Чернышевский был отправлен дальше.

С большим мастерством, с живостью изложения необыкновенной (ее можно

почти принять за сострадание), Страннолюбский описывает его водворение на

жительство в Астрахани. Никто не встречал его с распростертыми объятиями,

никто даже не приглашал его, и очень скоро он понял, что все громадные

замыслы, бывшие в ссылке единственной его подпорой, должны теперь растаять в

какой-то глуповато-ясной и совершенно невозмутимой тишине.

К его сибирским болезням Астрахань прибавила желтую лихорадку. Он часто

простужался. У него мучительно трепетало сердце. Много и неряшливо курил. А

главное -- был чрезвычайно нервен. Странно вскакивал посреди разговора, --

словно это у него осталось от того порыва в день ареста, когда он бросился в

кабинет, опережая рокового Ракеева. На улице его можно было принять за

старичка мастерового: сутуленький, в плохоньком летнем костюме, в мятом

картузе. "А скажите...". "А вы не думаете...". "А...": к нему лезли с

нелепыми разговорами случайные любопытные. Актер Сыробоярский все

допытывался "жениться ли али нет?". Было два-три последних доносика,

прошипевших как мокрый фейерверк.
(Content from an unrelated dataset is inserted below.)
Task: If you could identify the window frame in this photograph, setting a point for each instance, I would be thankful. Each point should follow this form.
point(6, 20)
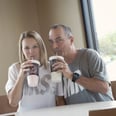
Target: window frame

Знакомство он водил с местными армянами,

-- мелочными торговцами. Люди образованные удивлялись тому, что он как то не

очень интересуется общественной жизнью. "Да чего вы хотите, -- отвечал он

невесело, -- что могу я в этом понять, -- ведь я не был ни разу в заседании

гласного суда, ни разу в земском собрании...".

Гладко причесанная, с открытыми ушами, слишком для нее большими, и с

"птичьим гнездом" чуть пониже макушки, -- вот она опять с нами (привезла из

Саратова конфет, котят); на длинных губах та же насмешливая полуулыбка, еще

резче страдальческая линия бровей, а рукава теперь шьются так, что торчат

выше плеч. Ей уже за пятьдесят (1833--1918), но характер всг тот же,

болезненно-озорной; ее истеричность при случае доходит до судорог.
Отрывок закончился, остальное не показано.